97.6% of residents lived in urban areas, while 2.4% lived in rural areas.

There were 835 households in Fairplains, of which 28.5% had children under the age of 18 living in them. Of all households, 41.2% were married-couple households, 20.0% were households with a male householder and no spouse or partner present, and 31.3% were households with a female householder and no spouse or partner present. About 32.5% of all households were made up of individuals and 17.0% had someone living alone who was 65 years of age or older.

There were 939 housing units, of which 11.1% were vacant. The homeowner vacancy rate was 1.6% and the rental vacancy rate was 2.6%.

Fairplains racial composition
| Race | Number | Percentage |
|---|---|---|
| White (non-Hispanic) | 1,391 | 68.56% |
| Black or African American (non-Hispanic) | 215 | 10.6% |
| Asian | 7 | 0.34% |
| Pacific Islander | 1 | 0.05% |
| Other/Mixed | 81 | 3.99% |
| Hispanic or Latino | 334 | 16.46% |

===2000 census===
As of the 2000 census, there were 2,051 people, 886 households, and 608 families residing in the CDP. The population density was 482.1 PD/sqmi. There were 974 housing units at an average density of 228.9 /sqmi. The racial makeup of the CDP was 80.16% White, 14.97% African American, 0.10% Native American, 0.29% Asian, 3.66% from other races, and 0.83% from two or more races. Hispanic or Latino of any race were 6.92% of the population.

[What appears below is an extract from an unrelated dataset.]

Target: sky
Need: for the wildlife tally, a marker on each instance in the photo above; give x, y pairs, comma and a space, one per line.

There were 886 households, out of which 26.3% had children under the age of 18 living with them, 52.7% were married couples living together, 10.9% had a female householder with no husband present, and 31.3% were non-families. 27.4% of all households were made up of individuals, and 11.5% had someone living alone who was 65 years of age or older. The average household size was 2.31 and the average family size was 2.80.

In the CDP, the population was spread out, with 20.1% under the age of 18, 8.3% from 18 to 24, 28.8% from 25 to 44, 25.5% from 45 to 64, and 17.4% who were 65 years of age or older. The median age was 40 years. For every 100 females, there were 92.8 males. For every 100 females age 18 and over, there were 92.4 males.

The median income for a household in the CDP was $28,563, and the median income for a family was $31,466. Males had a median income of $26,103 versus $21,295 for females. The per capita income for the CDP was $14,972. About 13.5% of families and 18.8% of the population were below the poverty line, including 23.7% of those under age 18 and 25.1% of those age 65 or over.